The character designs are also remarkable, focusing on basic shapes and flow of movement above all else. Mebh’s face, for example, is an orb. Her huge shock of red hair moves around it like the white around an egg yolk. Her wolfish senses, meanwhile, manifest in whorls and streaks of moving color. The Lord Protector, by contrast, is all squares and sharp angles.
There’s always something to look at on the screen — and always a compelling vocal performance to listen to, too. Kneafsey and Whittaker breathe life into the flowing lines of their characters, capturing both the effusive joy and the pettiness that are part of being so young. Bean, best known at this point for playing stoic, tragic heroes, is a perfect match for Bill.
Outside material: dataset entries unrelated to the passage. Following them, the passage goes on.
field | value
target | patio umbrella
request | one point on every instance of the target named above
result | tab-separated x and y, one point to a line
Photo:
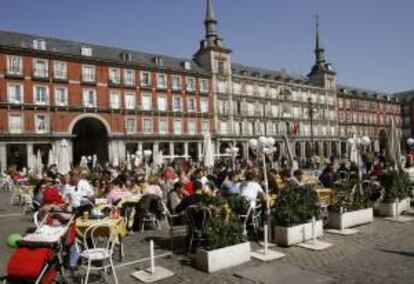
208	160
129	164
63	158
39	164
394	147
50	158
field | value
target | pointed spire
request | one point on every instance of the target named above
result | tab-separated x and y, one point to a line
319	50
210	11
210	22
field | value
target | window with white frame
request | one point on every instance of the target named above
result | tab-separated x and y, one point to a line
60	70
162	103
39	44
129	77
177	126
204	105
115	99
130	125
203	86
177	103
15	93
86	51
161	81
41	123
14	65
145	79
176	82
250	109
61	96
205	127
223	127
15	123
221	87
40	95
129	100
190	87
162	126
236	88
249	90
114	75
147	101
192	128
191	104
88	73
89	97
147	125
40	68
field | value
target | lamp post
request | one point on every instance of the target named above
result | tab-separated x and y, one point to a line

McBurney’s impassive performance is even clearer evidence that the Lord Protector doesn’t have his subjects’ best interests in mind.
The script, written by Will Collins, is also a bit of a history lesson, as the Lord Protector is none other than Oliver Cromwell. It’s clear from the jump that his title is ironic; he punishes the citizens of the town at the slightest provocation, and refers to anyone who doesn’t adhere to Catholicism as a heathen. But the lines between good and bad aren’t drawn by nationality or religious belief — Robyn and her father are English, too.
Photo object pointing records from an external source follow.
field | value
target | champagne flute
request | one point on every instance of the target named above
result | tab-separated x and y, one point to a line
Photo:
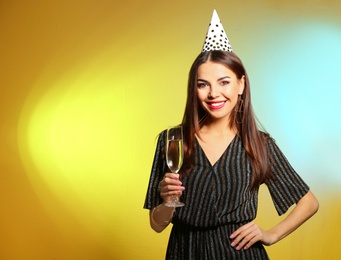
174	157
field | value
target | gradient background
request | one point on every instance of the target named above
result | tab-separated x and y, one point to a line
87	85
Every aspect of Wolfwalkers is thoughtfully, beautifully rendered, and the story is full of twists that keep things unpredictable until the finale. It’s one of the most impressive films of the year, and the best animated film of 2020 so far. The film also cements Cartoon Saloon’s place among the great contemporary animation studios. The studio’s previous films were wondrous. (The Secret of Kells was nominated for the Oscar for Best Animated Feature.) It’s no small feat that Wolfwalkers is the studio’s best work yet.
Wolfwalkers will arrive on Apple TV Plus on Dec. 11th.